9M18 core earnings of RM846.5m (+9%) and absence of dividends came within expectations. Top-line could continue to expand but may see some cost pressures, particularly with volatile commodity prices affecting the group’s grain business. Medium-term outlook likely intact with continued focus in sustaining other operations. Maintain OUTPERFORM on with an unchanged TP of RM18.35.
9M18 broadly within. 9M18 core net profit of RM846.5m accounted for 85% and 86% of our and consensus full-year estimates. We deem this to be broadly within estimates as we anticipate a weaker 4Q18 period mainly from the grains and agribusiness with the rise in inputs costs. No dividend was declared, as expected.
YoY, 9M18 revenue grew by 6% to RM3.36b, led by better performance from: (i) the grains & agribusiness (+4%) with higher volume sales across all flour mills, and (ii) environmental engineering & utilities (+120%) from higher recognition of project works. However, coincidedly, PBT contributions from the grains & agribusiness contributions diminished by c.18% as margins were compressed by higher raw material costs. This was offset by higher gains from Wilmar (+8%) of RM682.0m. Overall, core PATAMI closed at RM846.5m (+9%).
QoQ, 3Q18 top-line registered at RM1.14b (+5%) thanks to the same better performance from the grains & agribusiness (+7%) whilst other segments saw flattish results. Similarly, 3Q18 core PATAMI’s growth of 17% was mainly due to better contributions from Wilmar (+33%) while being offset by declining profit from the grains & agribusiness (-48%).

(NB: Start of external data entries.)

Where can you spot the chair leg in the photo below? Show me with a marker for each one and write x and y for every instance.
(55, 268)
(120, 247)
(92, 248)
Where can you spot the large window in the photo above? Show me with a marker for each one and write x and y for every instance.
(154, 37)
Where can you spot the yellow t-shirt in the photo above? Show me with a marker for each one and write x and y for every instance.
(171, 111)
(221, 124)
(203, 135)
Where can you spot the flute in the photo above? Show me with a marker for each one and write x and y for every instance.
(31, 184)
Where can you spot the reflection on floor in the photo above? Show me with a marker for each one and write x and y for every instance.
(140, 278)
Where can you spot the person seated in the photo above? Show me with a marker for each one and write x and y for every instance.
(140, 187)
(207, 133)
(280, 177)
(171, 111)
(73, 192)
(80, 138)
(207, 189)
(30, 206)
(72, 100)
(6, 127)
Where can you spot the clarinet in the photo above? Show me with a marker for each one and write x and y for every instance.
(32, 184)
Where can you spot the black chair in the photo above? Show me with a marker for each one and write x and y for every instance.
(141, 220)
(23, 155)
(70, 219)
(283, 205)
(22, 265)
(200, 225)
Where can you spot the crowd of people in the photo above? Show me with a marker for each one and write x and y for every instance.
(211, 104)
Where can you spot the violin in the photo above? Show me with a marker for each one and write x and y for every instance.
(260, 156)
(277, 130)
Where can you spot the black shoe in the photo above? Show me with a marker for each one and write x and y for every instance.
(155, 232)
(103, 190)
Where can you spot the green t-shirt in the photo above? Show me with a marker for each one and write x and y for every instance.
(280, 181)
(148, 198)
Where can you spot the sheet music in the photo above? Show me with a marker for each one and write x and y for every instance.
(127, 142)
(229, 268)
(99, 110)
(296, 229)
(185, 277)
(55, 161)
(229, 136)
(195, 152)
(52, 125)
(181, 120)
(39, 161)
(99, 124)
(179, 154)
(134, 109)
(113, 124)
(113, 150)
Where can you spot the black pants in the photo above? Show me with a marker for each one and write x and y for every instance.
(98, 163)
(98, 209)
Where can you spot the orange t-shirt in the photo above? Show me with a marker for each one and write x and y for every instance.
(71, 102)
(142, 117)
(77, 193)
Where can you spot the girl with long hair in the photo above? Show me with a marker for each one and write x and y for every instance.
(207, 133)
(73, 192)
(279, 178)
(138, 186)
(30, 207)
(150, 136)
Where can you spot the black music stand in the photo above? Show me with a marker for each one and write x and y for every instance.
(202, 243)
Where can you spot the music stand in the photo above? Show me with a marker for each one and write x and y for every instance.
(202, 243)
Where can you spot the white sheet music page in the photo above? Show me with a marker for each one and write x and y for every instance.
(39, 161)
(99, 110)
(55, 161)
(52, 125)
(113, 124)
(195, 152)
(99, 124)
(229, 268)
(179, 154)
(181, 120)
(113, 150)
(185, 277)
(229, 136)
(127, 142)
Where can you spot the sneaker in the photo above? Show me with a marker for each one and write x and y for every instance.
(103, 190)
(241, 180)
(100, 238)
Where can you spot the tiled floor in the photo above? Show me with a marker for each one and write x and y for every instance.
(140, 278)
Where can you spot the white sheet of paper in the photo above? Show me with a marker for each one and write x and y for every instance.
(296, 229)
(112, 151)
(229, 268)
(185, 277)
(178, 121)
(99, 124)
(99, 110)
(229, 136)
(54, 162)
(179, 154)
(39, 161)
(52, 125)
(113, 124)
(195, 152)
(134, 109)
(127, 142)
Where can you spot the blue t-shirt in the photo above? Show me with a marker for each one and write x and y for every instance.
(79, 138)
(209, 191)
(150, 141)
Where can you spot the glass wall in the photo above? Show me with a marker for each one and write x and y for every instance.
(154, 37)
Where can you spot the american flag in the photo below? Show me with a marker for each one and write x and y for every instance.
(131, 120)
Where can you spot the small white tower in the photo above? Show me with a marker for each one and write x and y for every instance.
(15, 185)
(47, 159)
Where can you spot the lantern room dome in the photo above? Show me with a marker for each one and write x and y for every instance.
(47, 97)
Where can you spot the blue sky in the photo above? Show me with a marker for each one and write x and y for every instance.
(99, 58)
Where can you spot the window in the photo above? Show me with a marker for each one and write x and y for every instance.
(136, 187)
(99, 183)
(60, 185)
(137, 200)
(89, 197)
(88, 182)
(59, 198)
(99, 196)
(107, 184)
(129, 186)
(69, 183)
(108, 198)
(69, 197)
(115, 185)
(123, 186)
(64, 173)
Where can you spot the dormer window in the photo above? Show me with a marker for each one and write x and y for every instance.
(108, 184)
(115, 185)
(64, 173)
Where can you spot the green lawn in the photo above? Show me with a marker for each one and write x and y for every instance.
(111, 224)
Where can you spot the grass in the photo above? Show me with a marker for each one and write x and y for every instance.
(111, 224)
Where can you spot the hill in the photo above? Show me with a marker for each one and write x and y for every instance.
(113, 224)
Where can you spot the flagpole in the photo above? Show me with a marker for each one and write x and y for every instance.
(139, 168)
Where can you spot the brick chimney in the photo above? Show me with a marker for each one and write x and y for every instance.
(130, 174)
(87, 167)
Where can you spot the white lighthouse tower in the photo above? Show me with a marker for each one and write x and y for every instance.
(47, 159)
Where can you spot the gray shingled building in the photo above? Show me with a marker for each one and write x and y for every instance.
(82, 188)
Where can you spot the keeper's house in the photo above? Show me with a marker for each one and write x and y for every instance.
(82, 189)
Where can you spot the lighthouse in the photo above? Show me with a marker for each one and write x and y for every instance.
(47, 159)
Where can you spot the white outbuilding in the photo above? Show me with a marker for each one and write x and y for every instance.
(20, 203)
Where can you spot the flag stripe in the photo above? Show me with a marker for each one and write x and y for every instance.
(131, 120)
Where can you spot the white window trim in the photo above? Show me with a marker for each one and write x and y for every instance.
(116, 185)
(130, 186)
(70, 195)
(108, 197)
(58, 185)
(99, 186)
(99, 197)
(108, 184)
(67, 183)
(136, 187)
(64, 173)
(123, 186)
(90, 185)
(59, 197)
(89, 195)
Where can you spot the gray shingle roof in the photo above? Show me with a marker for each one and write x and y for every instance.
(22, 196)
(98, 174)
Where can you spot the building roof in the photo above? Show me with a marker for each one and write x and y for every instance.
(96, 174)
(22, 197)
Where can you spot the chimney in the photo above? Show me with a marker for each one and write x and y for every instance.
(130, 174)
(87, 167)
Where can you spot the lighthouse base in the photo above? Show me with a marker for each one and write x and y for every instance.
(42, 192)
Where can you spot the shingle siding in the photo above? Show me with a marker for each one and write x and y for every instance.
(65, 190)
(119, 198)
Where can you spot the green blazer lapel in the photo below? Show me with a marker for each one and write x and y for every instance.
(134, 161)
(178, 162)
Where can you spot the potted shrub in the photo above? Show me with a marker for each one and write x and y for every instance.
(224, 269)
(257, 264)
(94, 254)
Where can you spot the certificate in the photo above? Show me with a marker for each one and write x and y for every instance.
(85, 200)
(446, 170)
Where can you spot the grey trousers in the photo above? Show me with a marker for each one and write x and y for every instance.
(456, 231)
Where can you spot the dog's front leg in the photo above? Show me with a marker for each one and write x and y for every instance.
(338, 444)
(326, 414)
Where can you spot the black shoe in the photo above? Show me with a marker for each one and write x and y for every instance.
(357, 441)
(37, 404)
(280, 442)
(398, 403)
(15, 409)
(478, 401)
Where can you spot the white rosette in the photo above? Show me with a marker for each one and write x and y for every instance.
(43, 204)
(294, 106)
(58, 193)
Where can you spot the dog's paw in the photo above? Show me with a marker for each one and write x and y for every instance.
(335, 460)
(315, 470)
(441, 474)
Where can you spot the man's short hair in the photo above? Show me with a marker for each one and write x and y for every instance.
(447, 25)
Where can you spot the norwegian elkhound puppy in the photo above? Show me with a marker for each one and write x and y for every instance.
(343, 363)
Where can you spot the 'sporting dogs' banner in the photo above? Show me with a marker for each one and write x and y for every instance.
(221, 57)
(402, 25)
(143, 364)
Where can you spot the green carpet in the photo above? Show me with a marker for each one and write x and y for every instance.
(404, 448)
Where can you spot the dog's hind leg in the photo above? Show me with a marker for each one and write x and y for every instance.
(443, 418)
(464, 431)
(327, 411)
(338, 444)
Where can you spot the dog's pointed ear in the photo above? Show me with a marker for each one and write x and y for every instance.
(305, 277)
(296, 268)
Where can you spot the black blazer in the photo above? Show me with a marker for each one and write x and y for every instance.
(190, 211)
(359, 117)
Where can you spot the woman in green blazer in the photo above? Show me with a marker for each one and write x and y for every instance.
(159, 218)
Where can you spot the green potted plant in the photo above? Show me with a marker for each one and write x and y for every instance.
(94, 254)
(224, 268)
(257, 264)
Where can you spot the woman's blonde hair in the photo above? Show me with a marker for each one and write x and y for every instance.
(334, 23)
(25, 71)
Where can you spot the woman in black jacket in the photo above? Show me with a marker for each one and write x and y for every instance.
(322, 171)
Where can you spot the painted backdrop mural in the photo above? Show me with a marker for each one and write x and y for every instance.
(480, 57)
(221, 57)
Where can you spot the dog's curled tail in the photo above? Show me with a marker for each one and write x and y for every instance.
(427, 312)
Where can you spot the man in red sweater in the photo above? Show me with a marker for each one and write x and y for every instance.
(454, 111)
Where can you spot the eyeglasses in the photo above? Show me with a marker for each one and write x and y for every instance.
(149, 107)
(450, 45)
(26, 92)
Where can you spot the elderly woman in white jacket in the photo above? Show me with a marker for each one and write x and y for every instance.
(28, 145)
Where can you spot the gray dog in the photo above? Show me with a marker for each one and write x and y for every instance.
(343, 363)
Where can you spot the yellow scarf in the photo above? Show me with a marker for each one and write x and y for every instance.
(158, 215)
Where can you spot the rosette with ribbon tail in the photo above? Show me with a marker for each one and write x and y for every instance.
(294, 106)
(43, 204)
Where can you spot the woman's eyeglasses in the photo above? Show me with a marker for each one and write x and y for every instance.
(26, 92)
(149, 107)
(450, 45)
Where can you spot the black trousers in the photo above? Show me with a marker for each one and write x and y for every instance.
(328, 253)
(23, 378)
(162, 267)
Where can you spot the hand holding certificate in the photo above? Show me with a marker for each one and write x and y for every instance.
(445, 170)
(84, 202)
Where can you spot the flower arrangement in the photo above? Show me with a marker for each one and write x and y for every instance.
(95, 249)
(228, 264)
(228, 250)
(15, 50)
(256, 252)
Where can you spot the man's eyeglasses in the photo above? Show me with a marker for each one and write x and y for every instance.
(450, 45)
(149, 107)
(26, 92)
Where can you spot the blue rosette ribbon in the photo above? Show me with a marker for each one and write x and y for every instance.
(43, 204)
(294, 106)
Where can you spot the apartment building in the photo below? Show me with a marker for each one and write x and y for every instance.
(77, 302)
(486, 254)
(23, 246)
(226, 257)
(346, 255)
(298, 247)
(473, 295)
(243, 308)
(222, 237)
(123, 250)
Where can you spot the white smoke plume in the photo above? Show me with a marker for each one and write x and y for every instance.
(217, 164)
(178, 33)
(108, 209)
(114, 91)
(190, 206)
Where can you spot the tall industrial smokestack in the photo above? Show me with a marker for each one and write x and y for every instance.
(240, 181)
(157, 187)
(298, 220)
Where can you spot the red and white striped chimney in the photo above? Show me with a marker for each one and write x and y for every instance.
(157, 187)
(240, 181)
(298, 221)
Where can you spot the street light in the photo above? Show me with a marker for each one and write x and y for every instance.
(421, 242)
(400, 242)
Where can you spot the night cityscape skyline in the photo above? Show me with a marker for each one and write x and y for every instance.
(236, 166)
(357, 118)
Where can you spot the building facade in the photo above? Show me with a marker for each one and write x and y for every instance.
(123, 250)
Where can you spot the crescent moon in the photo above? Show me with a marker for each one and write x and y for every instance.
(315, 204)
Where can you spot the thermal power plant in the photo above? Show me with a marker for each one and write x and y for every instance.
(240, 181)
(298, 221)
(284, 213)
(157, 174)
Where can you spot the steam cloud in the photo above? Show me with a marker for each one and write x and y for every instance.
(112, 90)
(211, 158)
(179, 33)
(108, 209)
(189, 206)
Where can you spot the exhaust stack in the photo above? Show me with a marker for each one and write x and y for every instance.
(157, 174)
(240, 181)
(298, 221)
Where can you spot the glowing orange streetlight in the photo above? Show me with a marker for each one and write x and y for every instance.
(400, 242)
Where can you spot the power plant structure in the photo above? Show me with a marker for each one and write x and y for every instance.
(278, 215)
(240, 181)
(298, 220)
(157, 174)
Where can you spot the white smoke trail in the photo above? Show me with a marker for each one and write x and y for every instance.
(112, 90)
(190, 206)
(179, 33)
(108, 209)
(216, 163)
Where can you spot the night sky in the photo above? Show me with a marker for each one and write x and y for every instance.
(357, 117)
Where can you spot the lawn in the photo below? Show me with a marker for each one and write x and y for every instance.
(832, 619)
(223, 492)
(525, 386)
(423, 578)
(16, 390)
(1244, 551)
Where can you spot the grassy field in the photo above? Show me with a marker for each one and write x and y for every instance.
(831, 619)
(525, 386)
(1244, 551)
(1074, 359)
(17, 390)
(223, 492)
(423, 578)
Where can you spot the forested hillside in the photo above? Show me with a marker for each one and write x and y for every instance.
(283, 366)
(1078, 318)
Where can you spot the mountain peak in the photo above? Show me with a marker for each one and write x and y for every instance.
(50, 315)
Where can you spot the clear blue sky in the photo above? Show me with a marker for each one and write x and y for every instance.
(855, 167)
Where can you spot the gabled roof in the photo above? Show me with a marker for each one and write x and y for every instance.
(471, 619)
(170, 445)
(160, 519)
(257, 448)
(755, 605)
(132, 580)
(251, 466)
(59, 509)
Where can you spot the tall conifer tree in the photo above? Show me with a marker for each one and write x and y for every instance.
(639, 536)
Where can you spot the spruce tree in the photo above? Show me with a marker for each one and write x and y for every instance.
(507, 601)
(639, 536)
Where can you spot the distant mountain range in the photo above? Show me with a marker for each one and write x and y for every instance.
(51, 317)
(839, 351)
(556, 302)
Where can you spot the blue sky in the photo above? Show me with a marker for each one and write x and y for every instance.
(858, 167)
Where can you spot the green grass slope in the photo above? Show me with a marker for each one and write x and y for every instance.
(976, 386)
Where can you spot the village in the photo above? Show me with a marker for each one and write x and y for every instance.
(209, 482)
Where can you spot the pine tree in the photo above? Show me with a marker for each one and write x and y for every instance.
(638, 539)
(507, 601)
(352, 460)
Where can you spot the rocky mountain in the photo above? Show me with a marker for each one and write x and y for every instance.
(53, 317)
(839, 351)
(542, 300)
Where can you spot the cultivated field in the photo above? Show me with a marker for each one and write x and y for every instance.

Some resistance ahead. The key grain business is expected to helm the group’s sales with the increase in demand, particularly in fulfilling the demand of regional food manufacturers. However, volatile commodity prices could spell trouble for operation in a sustainable margin environment. Still, we believe the group would not neglect its other key businesses, with continual efforts in place to ensure the growth and sustainability of its consumer products, film exhibition and distribution, environmental engineering and utilities as well as property segments. However, Wilmar’s contributions may take a break in the short term lieu of the poorer crush margins in its China operations.
Post-results, we leave our FY18E/FY19E assumptions unchanged.
Reiterate OUTPERFORM on PPB with an unchanged TP of RM18.35 based on the joint Sum-of-Parts between PPB and Wilmar. Base year is an unchanged at the average of FY18-19E. We value our Grains & Consumer Products segment at 22.5x; Palm Plantation segment at 23.2x, or in line with the large-cap plantation average; Film segment at 20.0x, or in line with Consumer Retail peers; Sugar at 18.0x, in line with MSM’s valuation, and other segments at book value. PPB is currently trading at +2.0SD above its historical mean, but we still reckon it is undervalued given its substantial discount against QL’s Fwd. PER of 50.0x. We reiterate our OUTPERFORM call on PPB with highlights including: (i) the group’s own earnings growth from expansions across its key segments, and (ii) the upcoming listing of Wilmar’s China business (targeted for FY19-20). The listing could potentially benefit PPB as Wilmar’s management has indicated the likelihood of a special dividend pay-out post listing.
Risks to our call include: (i) weaker-than-expected crush margin, (ii) persistently unfavourable commodity price trends, and (iii) lower-than- expected biodiesel quota volumes.